The legend behind the Sea of Flames is told to a bunch of children visiting the Paris museum. One of these children is a six-year old Marie-Laure. Thus we see this event happens ten years before the opening chapters of the bombing of Saint-Malo. The tour guide who tells the story informs the children the Sea of Flames is now housed in this museum behind thirteen locked doors inside a vault not to be opened for two hundred years.
One of the children asks the guide, how long has it been since it was locked away. And the tour guide answers that 196 years have passed. If you work out the maths, Doerr has cleverly made it so that when the vault is finally opened in four more years, World War II will commence with Germany invading Poland. Could the outbreak of a world war have been triggered when a vault containing a diamond treasure was opened releasing a pent up 200-year curse?
The answer is it doesn’t matter. What matters is that a six-year old Marie-Laure asks the guide, “Why not just take the diamond and throw it into the sea?”
Her fellow peers scoff at her; who throws a diamond that could buy five Eiffel Towers into the sea? They have all (except Marie-Laure) already been convinced in treasuring and valuing an inanimate object. At the end of the tour, Marie-Laure is reunited with her father who happens to be the head locksmith at the museum. And one month later, Marie-Laure goes blind.
The other main protagonist in this story is a German boy named Werner Pfennig. He’s a gifted child plucked from an orphanage for his skills in fixing radios and ends up being indoctrinated with Nazi values and is placed in the army corps. His role is to use radio technology to track illegal enemy signals. However, he becomes disillusioned when not only Allied soldiers but also innocent civilians are killed.

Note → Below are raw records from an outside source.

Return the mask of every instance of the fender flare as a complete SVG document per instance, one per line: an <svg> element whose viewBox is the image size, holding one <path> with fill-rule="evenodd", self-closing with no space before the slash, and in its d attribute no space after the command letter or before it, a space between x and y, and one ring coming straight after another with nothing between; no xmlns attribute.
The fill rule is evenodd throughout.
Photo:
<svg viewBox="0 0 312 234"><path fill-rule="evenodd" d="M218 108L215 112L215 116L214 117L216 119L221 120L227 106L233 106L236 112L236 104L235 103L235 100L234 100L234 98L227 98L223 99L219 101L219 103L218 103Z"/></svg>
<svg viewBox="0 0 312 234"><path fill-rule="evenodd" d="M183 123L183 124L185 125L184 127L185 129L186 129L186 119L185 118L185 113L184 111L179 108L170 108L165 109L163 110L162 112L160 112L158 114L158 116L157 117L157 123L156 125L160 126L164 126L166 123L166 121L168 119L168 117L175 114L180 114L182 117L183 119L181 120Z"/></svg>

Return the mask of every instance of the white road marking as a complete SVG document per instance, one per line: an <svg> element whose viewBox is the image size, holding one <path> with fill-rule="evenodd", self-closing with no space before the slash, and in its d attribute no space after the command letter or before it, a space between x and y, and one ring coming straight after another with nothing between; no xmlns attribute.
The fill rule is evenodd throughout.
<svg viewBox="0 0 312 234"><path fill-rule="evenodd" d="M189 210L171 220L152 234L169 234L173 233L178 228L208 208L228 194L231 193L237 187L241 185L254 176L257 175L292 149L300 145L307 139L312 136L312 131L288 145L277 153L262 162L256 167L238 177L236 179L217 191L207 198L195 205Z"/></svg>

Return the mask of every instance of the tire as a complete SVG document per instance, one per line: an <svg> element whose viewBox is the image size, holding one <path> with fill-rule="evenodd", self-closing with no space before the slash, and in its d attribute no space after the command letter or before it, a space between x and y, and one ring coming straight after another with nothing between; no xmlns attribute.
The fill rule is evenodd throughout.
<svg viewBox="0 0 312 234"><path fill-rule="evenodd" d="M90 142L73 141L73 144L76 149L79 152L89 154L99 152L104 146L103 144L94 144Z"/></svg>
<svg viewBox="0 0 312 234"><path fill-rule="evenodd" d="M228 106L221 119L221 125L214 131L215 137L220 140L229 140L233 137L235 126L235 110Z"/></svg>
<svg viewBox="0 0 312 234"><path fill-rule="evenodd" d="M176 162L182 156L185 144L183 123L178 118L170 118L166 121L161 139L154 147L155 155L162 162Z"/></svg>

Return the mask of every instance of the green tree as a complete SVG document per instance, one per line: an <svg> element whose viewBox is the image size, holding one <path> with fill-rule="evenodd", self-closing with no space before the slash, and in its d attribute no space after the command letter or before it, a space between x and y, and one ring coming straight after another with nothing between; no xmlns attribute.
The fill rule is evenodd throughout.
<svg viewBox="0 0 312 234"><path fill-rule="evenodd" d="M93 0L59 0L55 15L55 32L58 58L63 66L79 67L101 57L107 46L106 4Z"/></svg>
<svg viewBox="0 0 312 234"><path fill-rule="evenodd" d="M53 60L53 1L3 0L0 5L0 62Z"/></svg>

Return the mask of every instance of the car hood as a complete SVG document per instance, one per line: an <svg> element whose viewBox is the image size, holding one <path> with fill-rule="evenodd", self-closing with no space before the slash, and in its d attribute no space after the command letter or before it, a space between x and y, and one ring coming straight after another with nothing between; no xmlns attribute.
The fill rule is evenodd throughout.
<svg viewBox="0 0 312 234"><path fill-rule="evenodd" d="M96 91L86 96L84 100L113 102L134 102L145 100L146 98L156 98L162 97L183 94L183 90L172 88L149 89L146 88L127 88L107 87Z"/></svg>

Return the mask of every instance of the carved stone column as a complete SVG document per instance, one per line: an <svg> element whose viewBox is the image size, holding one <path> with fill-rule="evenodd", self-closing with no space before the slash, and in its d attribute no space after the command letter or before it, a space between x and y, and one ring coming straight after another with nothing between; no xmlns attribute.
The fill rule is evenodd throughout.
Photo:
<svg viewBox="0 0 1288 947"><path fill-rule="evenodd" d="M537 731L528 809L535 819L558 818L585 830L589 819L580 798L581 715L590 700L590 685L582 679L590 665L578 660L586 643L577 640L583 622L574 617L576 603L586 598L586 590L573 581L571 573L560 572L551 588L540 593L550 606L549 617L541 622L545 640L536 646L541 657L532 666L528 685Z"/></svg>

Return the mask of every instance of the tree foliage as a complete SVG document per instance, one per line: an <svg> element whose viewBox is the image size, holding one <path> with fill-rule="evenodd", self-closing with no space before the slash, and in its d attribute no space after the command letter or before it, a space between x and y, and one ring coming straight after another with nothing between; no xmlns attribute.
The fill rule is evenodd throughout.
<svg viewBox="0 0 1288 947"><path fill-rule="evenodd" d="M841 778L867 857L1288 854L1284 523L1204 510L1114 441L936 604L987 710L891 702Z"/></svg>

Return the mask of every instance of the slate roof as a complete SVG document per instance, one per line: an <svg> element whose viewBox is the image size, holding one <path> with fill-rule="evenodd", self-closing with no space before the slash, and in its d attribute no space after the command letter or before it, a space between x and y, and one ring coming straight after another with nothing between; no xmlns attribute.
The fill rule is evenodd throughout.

As the story unfolds, we get to see how Marie-Laure learns to live during a time of war without her sight, and how Werner’s brutal training does not undermine his core empathy. It is majestically done by Doerr, and you have to be willing to absorb his prose because All The Light We Cannot See is a tome of a novel and a lengthy read. But I found every moment spent poring over each page a worthy investment.
By the end, when everything comes full circle, and the Allied forces invade Saint-Malo, I was riveted to see what would happen to Marie-Laure and Werner. Doerr’s ability to capture not only the historical places in his story but how Marie-Laure navigates her life during a time of strife completely blind is both ambitious and mind blowing.
When Marie-Laure discovers the stone hidden in the model replica of Saint-Malo given to her by her father who was entrusted with the stone by the museum when the Germans invaded Paris, she fulfils the question she asked ten years prior and releases the stone (and all the light she cannot see in the diamond) back into the ocean.
The fact that the Sea of Flames finally reaches its intended destination, and this coincides with the Axis collapse and the Allied victory shortly thereafter is not coincidence on Doerr’s part. The curse has been lifted.